Locke’s social contract seems like a fine way to conceptualize the state in society, a priori. A bunch of abstract pre-civilizational humans come together and make some agreements about how to live together. The trouble comes in when you notice it’s not just ahistorical, but it doesn’t at all describe the relationships people have with the state and society, as we observe them empirically.
I ended up in a conversation with this guy who, in Lockean tradition, tries to understand different political worldviews as different ways of answering what the gang of abstract pre-civilizational humans above ought to do. I suggest that they hold resources in common and allocate what must be allocated according to need. And he's very concerned about people overstating their needs, and about impropriety on the part of those doing administration.
What I'm saying is that libertarians conceive of political theory as something that can be reasoned out a priori, like mathematics, and then applied to reality post hoc. We contrast this with Marxism, which sees political theory as a process of analyzing reality and finding the points of tension, the contradictions, which we expect to drive the process of politics.
This explains the inability to really grapple with inequality. The problem of inequality is always an afterthought, the encroachment of reality on a pure, abstract, a priori theory of economic ethics.
When confronted with the question, I think the most interesting response is “inequality is the state’s fault.” I don’t think it’s a strong argument historically, but at least it admits that there’s a problem.
Another interesting response is that extreme poverty is declining. I think it gets at the split between social science and economics as disciplines broadly.
The economist says that the purchasing power of the poorest of the poor is going up.

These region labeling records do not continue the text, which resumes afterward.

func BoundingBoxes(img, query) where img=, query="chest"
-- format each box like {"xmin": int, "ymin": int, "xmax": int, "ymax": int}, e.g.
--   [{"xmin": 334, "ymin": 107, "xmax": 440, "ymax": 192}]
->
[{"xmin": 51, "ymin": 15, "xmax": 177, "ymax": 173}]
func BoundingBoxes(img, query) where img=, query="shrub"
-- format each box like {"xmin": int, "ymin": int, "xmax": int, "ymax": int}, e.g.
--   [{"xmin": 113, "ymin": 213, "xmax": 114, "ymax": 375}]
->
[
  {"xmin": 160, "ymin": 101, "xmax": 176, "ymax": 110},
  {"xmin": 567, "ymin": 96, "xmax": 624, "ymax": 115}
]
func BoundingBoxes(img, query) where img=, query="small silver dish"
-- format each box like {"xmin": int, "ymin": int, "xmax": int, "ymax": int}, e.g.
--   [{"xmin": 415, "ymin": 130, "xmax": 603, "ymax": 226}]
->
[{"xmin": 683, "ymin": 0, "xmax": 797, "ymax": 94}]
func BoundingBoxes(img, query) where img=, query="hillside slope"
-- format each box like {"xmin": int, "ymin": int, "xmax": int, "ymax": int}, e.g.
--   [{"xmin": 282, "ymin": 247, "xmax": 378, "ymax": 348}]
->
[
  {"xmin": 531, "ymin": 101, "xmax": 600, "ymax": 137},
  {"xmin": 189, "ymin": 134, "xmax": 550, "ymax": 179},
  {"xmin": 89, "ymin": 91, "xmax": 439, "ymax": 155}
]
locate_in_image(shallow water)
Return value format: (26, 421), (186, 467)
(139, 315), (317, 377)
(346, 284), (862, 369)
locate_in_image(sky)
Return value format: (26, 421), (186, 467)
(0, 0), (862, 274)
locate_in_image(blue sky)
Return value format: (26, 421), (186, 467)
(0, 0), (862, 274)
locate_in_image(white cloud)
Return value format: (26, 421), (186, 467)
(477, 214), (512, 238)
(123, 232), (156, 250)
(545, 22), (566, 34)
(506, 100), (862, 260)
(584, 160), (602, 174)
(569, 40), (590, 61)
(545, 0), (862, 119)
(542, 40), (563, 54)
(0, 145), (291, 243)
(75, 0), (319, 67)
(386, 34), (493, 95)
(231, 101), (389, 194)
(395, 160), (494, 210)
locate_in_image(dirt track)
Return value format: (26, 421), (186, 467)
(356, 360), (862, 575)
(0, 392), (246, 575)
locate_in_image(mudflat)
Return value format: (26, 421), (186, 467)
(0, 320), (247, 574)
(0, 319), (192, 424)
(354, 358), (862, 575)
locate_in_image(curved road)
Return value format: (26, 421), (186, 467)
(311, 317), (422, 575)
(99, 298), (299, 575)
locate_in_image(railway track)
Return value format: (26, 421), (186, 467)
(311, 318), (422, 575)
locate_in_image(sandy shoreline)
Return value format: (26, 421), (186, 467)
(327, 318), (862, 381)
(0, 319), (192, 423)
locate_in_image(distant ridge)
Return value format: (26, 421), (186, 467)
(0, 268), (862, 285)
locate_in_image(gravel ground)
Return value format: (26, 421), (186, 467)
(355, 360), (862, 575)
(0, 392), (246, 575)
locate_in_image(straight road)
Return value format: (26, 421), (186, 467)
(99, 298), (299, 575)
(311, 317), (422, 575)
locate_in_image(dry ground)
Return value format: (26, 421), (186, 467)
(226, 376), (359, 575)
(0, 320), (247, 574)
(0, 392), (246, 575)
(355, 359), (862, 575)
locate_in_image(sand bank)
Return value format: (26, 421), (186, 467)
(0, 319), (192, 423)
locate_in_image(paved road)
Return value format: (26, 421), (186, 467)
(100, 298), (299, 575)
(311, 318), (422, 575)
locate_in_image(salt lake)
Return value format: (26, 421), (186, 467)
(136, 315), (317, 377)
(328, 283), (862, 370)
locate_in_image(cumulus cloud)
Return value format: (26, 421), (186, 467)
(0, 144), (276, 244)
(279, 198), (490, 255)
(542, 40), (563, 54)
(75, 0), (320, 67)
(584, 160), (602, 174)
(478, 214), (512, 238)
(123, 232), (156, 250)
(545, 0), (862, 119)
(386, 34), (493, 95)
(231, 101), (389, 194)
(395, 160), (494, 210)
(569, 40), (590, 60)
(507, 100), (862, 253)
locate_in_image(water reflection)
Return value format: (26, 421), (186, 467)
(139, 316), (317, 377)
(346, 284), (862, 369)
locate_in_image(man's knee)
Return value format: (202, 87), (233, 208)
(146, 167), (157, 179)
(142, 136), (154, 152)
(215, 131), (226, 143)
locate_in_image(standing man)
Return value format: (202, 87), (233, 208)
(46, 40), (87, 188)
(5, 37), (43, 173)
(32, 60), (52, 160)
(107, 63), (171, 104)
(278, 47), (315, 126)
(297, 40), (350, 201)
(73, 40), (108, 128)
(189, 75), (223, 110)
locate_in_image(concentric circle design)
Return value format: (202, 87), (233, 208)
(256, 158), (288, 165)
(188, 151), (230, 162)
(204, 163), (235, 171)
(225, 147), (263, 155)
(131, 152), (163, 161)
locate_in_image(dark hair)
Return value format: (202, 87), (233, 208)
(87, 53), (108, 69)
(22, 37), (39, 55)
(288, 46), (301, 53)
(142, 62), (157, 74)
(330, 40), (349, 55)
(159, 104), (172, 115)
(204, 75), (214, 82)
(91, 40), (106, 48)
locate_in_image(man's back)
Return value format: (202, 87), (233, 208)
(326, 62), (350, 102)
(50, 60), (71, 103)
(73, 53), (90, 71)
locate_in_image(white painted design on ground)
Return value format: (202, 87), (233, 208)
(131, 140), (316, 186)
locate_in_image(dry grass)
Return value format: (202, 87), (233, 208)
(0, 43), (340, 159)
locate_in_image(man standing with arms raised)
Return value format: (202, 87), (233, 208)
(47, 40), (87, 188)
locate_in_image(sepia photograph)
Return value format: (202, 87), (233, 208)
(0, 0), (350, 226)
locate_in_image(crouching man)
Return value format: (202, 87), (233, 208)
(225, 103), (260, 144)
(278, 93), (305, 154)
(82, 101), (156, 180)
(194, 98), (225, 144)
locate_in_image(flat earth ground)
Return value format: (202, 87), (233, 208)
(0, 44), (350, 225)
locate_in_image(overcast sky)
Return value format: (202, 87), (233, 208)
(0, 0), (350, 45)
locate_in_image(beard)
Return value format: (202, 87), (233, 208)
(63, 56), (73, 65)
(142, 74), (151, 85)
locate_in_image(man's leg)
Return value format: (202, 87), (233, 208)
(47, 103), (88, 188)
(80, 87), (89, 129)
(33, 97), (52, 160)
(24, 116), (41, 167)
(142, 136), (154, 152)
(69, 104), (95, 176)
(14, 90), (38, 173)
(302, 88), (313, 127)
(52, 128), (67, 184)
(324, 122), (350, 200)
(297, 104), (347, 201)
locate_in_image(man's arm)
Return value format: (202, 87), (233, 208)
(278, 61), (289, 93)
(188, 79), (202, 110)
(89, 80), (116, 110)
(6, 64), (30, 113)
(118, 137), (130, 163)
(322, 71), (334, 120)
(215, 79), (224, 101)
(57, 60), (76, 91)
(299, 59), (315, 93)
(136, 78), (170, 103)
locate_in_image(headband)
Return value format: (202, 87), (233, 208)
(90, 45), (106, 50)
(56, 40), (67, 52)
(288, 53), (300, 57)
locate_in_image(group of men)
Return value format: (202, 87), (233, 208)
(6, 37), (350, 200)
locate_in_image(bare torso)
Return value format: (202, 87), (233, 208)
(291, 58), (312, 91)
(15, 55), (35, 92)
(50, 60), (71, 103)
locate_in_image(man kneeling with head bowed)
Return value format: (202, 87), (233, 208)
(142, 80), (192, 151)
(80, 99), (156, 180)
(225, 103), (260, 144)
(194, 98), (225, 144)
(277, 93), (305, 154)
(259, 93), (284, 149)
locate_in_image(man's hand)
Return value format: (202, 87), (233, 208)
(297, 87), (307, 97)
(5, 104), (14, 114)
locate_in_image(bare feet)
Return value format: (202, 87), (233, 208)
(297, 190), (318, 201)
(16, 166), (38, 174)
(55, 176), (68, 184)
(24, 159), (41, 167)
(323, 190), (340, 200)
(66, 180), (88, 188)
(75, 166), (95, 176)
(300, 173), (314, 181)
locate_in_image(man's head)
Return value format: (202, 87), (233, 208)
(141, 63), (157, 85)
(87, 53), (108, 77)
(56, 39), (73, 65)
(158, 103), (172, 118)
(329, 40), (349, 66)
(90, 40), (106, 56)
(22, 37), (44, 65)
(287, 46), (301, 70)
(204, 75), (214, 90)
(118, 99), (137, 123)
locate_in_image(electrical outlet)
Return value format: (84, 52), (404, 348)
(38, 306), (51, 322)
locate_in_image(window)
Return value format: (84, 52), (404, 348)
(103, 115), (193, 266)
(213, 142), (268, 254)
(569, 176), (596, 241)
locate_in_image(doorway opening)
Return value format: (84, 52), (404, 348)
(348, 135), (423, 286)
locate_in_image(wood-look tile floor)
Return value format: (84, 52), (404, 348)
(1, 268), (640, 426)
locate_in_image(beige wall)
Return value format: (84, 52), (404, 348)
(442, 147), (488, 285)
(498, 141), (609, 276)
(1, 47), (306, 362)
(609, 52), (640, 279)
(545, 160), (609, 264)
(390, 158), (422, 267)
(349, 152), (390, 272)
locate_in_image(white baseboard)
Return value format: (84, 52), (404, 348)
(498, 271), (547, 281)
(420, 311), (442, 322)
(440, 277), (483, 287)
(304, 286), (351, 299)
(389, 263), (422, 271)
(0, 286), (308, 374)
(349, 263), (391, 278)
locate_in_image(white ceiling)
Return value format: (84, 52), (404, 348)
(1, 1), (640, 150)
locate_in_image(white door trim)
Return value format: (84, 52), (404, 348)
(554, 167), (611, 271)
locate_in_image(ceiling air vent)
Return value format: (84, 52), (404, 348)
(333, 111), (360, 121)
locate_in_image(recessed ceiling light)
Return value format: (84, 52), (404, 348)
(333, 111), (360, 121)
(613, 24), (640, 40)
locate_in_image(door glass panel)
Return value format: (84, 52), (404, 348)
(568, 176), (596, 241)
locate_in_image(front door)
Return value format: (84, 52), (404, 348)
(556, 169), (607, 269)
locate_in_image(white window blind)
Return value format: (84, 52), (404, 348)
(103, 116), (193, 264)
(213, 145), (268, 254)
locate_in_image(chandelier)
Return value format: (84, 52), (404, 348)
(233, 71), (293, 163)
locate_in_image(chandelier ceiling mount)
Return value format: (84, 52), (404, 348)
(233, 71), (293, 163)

The social scientist points out that the process by which this has happened has involved mass displacement into cities and into more precarious living situations, the transition from family business to factory labor (which creates social alienation, isolation, and juvenile delinquency), business-backed violence in Mexico and Colombia... in short, poverty is numerically lessened but empirically aggravated.
I think the split between social science departments and economics departments has something to do with the fact that the former actually listen to what the poor have to say about their situation. Social scientists are concerned with empirical reality. They are interested in doing political ethics a posteriori.
This also gets at a concept that Ivan Illich mentions in Deschooling Society, which is the modernization of poverty. His definition has to do with education, buy I take it to be the idea that “development” makes life more unpleasant given a constant purchasing power. This seems compelling on the face of it. Please send me your reading recommendations (or thoughts) about it if you have them!